Le média cinéma prend là tout son sens : la simple aventure est trop individuelle et personnelle pour être partagée sans un vrai travail sur l’image. Elle aurait été prétentieuse et agaçante. Vandeweerd fait le voyage seul, puis revient avec une équipe de cinq personnes pour filmer de façon très précise ce qu’il a repéré. La construction poétique qui en résulte est un condensé d’impressions, de rencontres, de formes. Ce travail d’écriture permet le dépouillement, une certaine pureté, une grâce captée dans les éléments (l’eau, le bois, le sable
) et embellie par les personnes. Point n’est besoin de faire parler les vieux soufis de leur recherche intérieure : leur dénuement parle de lui-même.

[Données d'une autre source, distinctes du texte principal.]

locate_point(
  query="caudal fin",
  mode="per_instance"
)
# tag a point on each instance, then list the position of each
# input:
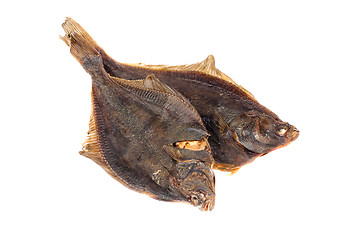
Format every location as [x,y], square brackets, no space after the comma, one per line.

Faut-il aller en Afrique pour cette quête de la relation intime entre l’homme, la nature et le monde invisible ? Non, sans doute, mais pourquoi pas, si l’on respecte ceux que l’on mobilise ? Une caméra fixe qui ne se rapproche pas systématiquement des visages confirme cette démarche. Chacun a une clef à donner pour retrouver l’arbre. Racines lointaine invite à méditer.